# Returning to separates...looking for feedback



## rocky s. (Feb 4, 2011)

Hi gang - just joined the forum today!

I presently am using the Pioneer Elite VSX 21 7.1 channel receiver in my home theater and I'm pretty pleased with it. I am recently considering going back to separates, though, and have been considering the Emotiva UMC-1 processor and one of their well reviewed 7 channel amps. As someone who was long-time loyal to companies like Lumagen when outboard video processors were more a necessity, I am very partial to non-mass-market companies like this. So, I was just wondering how others felt about any Emotiva experiences, and if there was any thought about significant improvements I would find with switching from what I have to the above mentioned gear. My last experience with separates was with a Tag McClaren combo processor and amp that were outstanding.

Any feedback would be much appreciated - thanks!


----------



## koyaan (Mar 2, 2010)

I don't have any experience with Emotiva, but I'm a big fan of seperates. I'd never go back to an AVR.
Good luck with your upgrade!


----------



## rocky s. (Feb 4, 2011)

Thanks koyann. Yes, I'm thinking the upgrade will be noticeable...but you do hear a lot today about the gap closing between good receivers like the pioneer elite line, denon, etc. and separates.

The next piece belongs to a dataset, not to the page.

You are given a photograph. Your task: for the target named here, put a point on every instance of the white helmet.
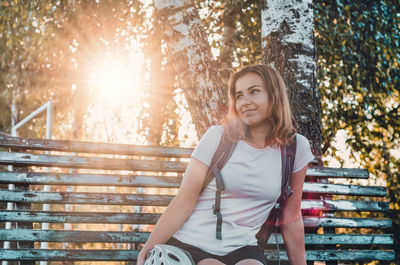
(168, 255)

Plus, like anyone else, I certainly would like to make the best quality and cost effective choice - that is why I wanted to survery anyone who had experience with Emotiva, especially the UMC-1 and UPA-7 equipment.

Thanks again.


----------



## Jungle Jack (Jul 28, 2009)

Hello,
Emotiva really is a great Company with some of the best Customer Service around. If the UMC-1 had Audyssey, I would be using one right now.

For now a decade, I have been using AVR's as simply SSP's never using the amplification in them. With the speed at which new technology becomes available in the HDMI age, I really think large Multinational Corporations have a major leg up when it comes to HDMI connectivity and the latest technology. 

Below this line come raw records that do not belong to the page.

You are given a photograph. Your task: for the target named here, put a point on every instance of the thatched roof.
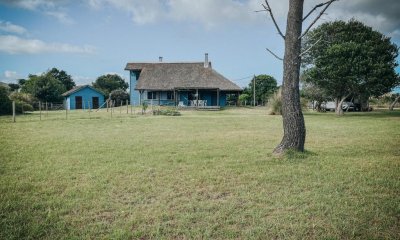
(170, 76)
(78, 88)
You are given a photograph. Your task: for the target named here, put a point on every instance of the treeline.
(49, 87)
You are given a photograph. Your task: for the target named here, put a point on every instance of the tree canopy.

Thankfully, Onkyo offers SSP's like the 80.2 and 40.2 that give you true separates while being fully up to date at a great price. Also Marantz's AV7005 has gotten very positive Reviews.
Cheers,
JJ


----------



## rocky s. (Feb 4, 2011)

Hey Jack...thanks for your input.

I was doing some thinking and it occurred to me that the purchase of the close-out UPA-1 at Emotiva seems like a no brainer based on all the glowing reviews. I could then spend some time using my Pioneer 7.1 Elite as a processor/pre-amp only and using the UPA-1 for all the power. That way I get the benefit of separates while taking in all of Sonnie's ideas about the UMC-1 before I make that purchase.


----------



## Jungle Jack (Jul 28, 2009)

Hello,
That sounds like a great plan. It would appear Emotiva is going to be completely revamping their Amplifier Line.
I am guessing much of this is a result of their recent purchase of Sherbourn. I am quite sure whatever they come out with next will be stellar as well.
Cheers,
JJ


----------